En 2019, l’IGAENR a fusionné avec trois autres inspections générales (l’Inspection Générale de l’Education nationale, IGEN, l’Inspection générale des Bibliothèques, IGB, et l’Inspection Générale de la Jeunesse et des Sports, IGJS) pour former l’Inspection Générale de l’Education, du Sport et de la Recherche (IGESR).

L’ouvrage met en lumière un paradoxe. Les critiques adressées à l’inspection – en l’assimilant à une forme de contrôle bureaucratique qui ne serait plus au goût du jour – laissent penser qu’il s’agit d’une institution en « crise ». Mais les récentes crises politiques (sanitaires, environnementales, sociales, etc.) montrent pourtant que les pouvoirs publics lancent systématiquement ou presque des missions d’inspection pour désamorcer ces crises.

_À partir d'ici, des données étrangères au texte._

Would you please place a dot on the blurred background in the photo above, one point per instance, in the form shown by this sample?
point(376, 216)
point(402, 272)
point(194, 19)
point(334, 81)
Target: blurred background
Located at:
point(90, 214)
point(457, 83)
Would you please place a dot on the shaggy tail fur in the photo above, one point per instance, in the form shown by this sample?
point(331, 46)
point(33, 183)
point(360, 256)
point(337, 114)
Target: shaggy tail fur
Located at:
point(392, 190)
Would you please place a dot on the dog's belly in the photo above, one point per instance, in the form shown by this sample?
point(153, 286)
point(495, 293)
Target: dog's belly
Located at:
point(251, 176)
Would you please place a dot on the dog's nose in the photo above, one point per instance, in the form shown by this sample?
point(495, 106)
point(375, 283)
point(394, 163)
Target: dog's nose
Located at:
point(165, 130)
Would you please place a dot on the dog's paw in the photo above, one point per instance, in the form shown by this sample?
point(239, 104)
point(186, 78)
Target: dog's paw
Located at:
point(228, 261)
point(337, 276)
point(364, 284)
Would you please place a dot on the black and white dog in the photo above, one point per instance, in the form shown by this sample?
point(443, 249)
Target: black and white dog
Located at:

Pour prendre un exemple d’actualité, comment la crise sanitaire actuelle liée à la pandémie a-t-elle affecté l’activité du corps d’inspection dont vous exerciez la direction ?

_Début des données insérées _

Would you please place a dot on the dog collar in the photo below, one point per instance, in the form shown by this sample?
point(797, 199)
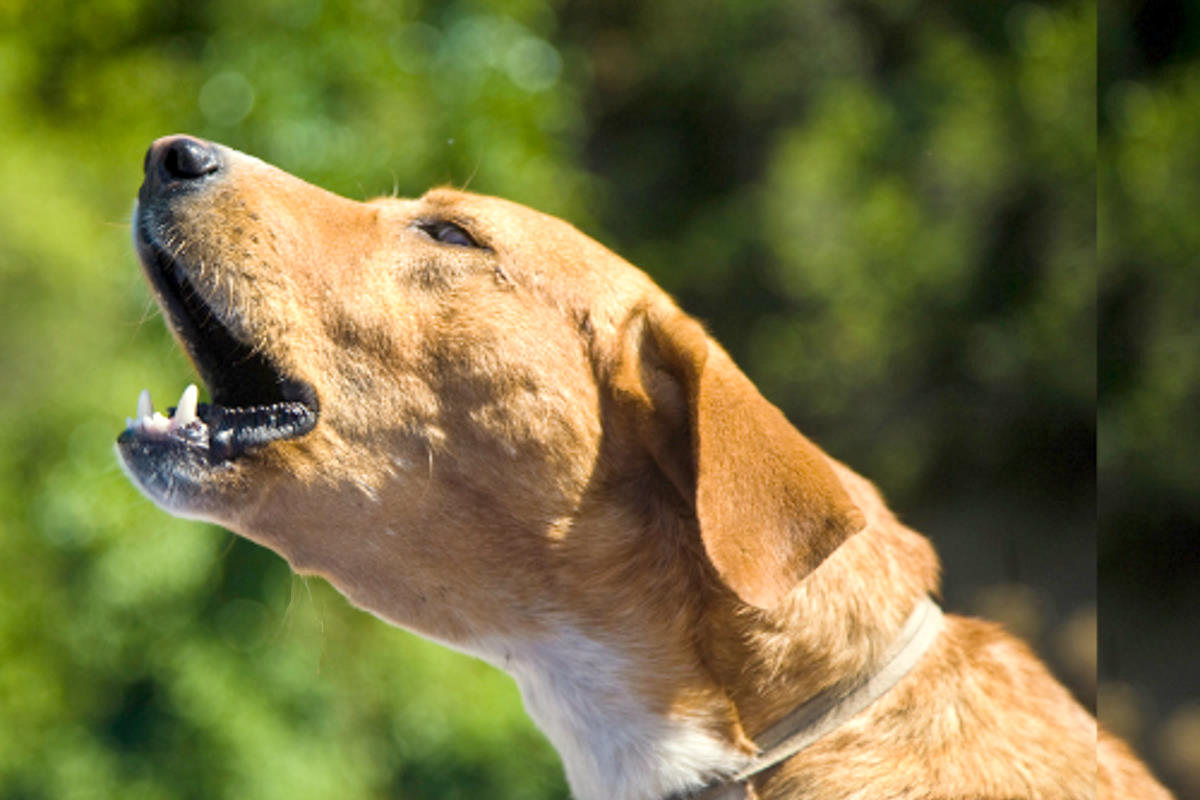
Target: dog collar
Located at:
point(832, 708)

Dans cette réponse, je m’appuie sur les éléments fournis par Pascal Aimé, responsable du collège « Enseignement supérieur, recherche et innovation » au sein de l’IGESR. Il faut d’abord rappeler que l’inspection mène différents types de mission : évaluation des politiques publiques, enquêtes administratives, audits institutionnels, appui et accompagnement des directions d’administration centrale, des établissements et des responsables de ces structures. Le positionnement et la méthodologie utilisés par l’inspection s’adaptent, à chaque fois, à la nature de la mission qui lui est confiée.

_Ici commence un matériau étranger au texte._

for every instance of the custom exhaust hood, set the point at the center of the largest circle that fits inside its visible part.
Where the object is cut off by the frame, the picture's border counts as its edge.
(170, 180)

Dans le cadre de la crise sanitaire, l’inspection générale est intervenue dans ces différents registres. La fusion récente de l’IGEN, de l’IGAENR, de l’IGB et de l’IGJS a renforcé sa dimension interministérielle, mais également sa capacité à traiter des sujets dans leur globalité en intégrant leur dimension pédagogique, systémique, administrative et humaine. De multiples exemples illustrent cette forme d’interdisciplinarité.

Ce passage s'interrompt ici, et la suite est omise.